Saumarez now entered a well-deserved period of semi-retirement. In the spring of 1814 he undertook a tour, and in November he arrived at Weymouth to join other nobility attending Princess Charlotte, this being a precursor to his life over the next few years when he was often listed as a ‘fashionable arrival’. On 4 June 1814 he was promoted to the rank of admiral, in July 1819 became rear-admiral of Great Britain, and in 1821 was created the vice-admiral of Great Britain.
Having in January 1821 declined the role of commander-in-chief at Portsmouth, he was from March 1824 until May 1827 the commander-in-chief at Plymouth with his flag in the Britannia 120, Captain Philip Pipon. On 15 September 1831, upon the coronation of William IV and at the behest of his friend Earl Grey, the new Prime Minister, he was raised to the peerage as Baron de Saumarez of Saumarez in Guernsey, and on 13 February 1832 he was appointed the last ever general of marines.

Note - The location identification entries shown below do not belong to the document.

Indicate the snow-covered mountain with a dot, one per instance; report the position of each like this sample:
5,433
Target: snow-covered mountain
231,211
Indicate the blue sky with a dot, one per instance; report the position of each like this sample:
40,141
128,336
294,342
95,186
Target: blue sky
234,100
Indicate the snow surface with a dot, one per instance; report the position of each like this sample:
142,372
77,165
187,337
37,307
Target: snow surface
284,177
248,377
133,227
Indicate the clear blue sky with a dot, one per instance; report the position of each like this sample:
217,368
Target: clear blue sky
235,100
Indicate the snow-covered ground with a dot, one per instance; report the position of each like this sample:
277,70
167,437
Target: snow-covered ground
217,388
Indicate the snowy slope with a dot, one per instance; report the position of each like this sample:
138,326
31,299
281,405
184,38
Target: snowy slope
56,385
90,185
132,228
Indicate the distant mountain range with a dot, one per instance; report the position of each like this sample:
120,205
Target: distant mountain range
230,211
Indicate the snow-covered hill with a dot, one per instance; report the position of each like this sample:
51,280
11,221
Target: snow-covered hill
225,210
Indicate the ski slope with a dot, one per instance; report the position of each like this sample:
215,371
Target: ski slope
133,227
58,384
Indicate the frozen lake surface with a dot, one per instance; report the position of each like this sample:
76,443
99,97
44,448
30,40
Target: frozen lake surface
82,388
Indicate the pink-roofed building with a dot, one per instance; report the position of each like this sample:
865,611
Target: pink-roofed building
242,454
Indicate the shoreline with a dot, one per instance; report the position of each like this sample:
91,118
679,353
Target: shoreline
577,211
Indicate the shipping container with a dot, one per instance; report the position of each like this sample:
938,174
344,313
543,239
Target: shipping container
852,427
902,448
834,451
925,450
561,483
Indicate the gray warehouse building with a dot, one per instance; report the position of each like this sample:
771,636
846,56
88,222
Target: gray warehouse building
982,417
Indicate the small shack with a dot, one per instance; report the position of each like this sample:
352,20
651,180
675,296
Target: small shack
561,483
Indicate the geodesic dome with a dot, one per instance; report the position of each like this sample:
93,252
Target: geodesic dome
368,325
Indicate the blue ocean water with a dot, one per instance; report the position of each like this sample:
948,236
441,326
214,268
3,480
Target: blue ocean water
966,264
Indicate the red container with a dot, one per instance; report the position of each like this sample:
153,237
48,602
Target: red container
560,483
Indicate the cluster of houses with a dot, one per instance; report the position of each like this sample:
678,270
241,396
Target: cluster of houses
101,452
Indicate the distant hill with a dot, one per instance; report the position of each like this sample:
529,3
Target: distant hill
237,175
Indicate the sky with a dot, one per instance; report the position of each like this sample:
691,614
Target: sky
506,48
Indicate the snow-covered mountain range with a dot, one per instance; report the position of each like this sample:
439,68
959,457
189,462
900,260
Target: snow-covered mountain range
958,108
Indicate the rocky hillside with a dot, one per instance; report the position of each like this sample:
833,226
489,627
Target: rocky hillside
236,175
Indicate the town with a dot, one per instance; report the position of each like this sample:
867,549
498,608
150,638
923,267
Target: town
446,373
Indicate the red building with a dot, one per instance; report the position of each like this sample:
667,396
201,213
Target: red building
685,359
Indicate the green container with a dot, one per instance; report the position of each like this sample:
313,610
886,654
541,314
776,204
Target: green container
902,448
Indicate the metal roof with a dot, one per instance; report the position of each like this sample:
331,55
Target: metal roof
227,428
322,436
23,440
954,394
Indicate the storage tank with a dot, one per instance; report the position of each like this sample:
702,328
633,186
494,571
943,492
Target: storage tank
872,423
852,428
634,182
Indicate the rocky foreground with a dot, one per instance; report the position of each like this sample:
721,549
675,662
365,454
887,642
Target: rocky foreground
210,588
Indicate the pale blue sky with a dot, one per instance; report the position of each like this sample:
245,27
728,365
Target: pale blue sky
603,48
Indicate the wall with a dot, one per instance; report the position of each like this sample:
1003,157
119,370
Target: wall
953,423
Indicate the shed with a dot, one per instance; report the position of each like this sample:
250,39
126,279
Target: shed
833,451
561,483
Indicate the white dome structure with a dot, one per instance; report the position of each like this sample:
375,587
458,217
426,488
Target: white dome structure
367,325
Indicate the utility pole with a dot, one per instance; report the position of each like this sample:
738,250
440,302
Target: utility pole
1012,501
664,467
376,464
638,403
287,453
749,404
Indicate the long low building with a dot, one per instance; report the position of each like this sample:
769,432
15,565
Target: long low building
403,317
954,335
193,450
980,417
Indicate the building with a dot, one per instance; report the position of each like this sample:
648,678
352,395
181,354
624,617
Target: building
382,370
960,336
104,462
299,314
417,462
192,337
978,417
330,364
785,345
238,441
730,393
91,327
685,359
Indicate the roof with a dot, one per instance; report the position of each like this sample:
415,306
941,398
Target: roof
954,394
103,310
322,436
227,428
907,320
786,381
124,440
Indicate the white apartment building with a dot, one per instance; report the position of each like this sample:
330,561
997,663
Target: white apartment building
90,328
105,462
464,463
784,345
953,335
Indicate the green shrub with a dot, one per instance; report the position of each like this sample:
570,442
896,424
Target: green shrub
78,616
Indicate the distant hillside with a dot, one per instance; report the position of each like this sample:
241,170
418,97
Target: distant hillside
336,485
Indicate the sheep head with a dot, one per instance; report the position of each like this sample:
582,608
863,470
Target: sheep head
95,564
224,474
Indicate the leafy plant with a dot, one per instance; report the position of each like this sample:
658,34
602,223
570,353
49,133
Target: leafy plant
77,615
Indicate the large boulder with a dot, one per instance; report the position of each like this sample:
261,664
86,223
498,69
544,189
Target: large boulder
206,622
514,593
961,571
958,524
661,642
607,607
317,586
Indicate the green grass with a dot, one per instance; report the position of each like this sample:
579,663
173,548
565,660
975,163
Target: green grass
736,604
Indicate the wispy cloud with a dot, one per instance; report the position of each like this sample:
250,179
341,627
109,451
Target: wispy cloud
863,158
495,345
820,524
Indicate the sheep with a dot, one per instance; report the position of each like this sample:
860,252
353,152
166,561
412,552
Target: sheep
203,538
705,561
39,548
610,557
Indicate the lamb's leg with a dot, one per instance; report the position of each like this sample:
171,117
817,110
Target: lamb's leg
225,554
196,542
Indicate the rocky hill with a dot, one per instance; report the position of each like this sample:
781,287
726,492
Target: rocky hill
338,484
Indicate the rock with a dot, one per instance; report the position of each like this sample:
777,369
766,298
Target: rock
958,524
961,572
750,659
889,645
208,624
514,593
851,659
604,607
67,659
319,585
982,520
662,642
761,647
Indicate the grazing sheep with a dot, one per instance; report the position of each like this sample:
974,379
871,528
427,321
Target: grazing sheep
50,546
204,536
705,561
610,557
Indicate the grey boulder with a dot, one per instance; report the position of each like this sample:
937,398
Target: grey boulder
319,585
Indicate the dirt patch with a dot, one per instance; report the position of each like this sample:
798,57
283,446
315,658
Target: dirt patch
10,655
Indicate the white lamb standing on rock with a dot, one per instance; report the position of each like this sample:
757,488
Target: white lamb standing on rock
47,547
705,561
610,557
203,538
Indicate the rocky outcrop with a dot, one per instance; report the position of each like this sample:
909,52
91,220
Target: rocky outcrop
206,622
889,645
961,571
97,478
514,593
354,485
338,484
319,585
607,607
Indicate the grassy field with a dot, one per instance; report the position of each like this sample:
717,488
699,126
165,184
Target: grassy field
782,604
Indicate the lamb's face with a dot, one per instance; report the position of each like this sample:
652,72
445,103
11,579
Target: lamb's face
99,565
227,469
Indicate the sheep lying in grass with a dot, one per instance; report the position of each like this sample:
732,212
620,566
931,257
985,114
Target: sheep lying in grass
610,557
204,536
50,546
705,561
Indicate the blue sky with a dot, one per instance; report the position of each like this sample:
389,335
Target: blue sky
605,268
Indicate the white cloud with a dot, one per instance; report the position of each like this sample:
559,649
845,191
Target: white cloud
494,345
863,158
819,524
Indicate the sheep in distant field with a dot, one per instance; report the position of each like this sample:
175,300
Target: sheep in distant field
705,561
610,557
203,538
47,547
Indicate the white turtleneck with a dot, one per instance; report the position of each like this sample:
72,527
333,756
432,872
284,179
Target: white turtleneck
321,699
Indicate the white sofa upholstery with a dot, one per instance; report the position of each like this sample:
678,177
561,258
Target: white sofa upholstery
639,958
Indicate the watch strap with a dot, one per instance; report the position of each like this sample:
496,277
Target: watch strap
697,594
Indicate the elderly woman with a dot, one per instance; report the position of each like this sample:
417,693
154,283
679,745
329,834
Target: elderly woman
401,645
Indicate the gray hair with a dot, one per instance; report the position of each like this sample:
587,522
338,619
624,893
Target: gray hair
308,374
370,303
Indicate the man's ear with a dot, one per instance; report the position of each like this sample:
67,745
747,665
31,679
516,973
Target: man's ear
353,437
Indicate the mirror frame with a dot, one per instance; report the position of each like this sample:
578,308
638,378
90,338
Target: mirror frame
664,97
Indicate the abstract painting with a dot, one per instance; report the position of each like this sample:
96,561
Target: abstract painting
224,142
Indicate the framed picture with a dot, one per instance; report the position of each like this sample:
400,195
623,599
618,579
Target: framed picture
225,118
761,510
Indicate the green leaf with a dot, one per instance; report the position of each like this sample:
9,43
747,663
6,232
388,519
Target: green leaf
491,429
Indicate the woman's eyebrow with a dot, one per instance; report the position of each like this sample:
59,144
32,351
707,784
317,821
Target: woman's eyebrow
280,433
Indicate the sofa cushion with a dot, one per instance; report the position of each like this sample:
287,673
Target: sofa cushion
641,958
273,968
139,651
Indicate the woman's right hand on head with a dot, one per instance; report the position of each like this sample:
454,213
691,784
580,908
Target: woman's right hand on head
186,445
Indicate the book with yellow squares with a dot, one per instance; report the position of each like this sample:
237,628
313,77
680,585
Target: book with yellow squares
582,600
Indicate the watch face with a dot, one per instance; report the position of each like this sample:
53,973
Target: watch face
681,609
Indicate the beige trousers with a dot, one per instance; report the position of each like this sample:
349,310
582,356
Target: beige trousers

Thereafter Admiral Saumarez lived out his retirement on Guernsey, being feted by the islanders and participating actively in local religious and educational matters until his death on 9 October 1836. He was buried in the grounds of Câtel parish church.
He married Martha le Marchant of Guernsey on 27 October 1788 and had three sons and four daughters, his heir, James, taking holy orders. Another son, John Vincent, entered the Army. His nephew, Thomas Saumarez, died on 19 May 1823, days after having taken the acting-command of the Bann 20 at Ascension, whilst another nephew, Richard Saumarez, entered the service in 1806 and was posted captain in 1824. His grandson married the daughter of Rear-Admiral Sir Philip Broke.
Saumarez was bi-lingual, tall at just under six feet, handsome, fashionable and elegant, urbane and charitable, erect and correct, formal and ceremonious in manner, without the least affection or pride. Betsey Fremantle, wife of the admiral, described him as the ‘civilest man’ she knew. He was described as lacking a sense of humour, and as being strictly religious, and on his deathbed he was heard to be reciting a psalm. Unruffled and gallant in action, he was steady, placid and quietly spoken, although he confessed to irritable nerves and was liable to weight loss through worry. Saumarez was extremely sensitive and felt a slur heavily, being hurt on several occasions by the unfortunate omission of his name in despatches, and particularly after the Battle of Algeciras and again in 1814 when many contemporaries would probably have been raised to the peerage for their services. Petty grievances welled up inside him leading to depressions that would arouse the concerns of his friends. Some of his depressions would last for weeks on end and brought into question his fitness for high command. When still a young lieutenant he refused an invitation to Admiral Sir Hyde Parker’s table, having been rebuked by him on watch, which was at the time an unheard-of reaction. In 1834 William IV, who had made it plain that he never liked Saumarez, gave him such a dressing down because of his unfortunate absence from Admiral Sir Richard Keats’ funeral that he burst into tears.
Whilst not having Nelson’s love or respect, perhaps because he did not look for it and came over as aloof to the temperamental admiral, he did have his confidence, and they were close enough for Saumarez to send Nelson the gift of a case of wine. His crews worshipped him however and he rarely had the necessity to press men into the service, relying instead on volunteers from his native Guernsey. He was undeniably brave and was trusted by his seniors, and his work in the Baltic earned him a reputation as a skilled diplomat, although he was never popular in high circles and did not indulge in party politics. He was a great friend of the equally religious Rear-Admiral Sir Alexander Ball.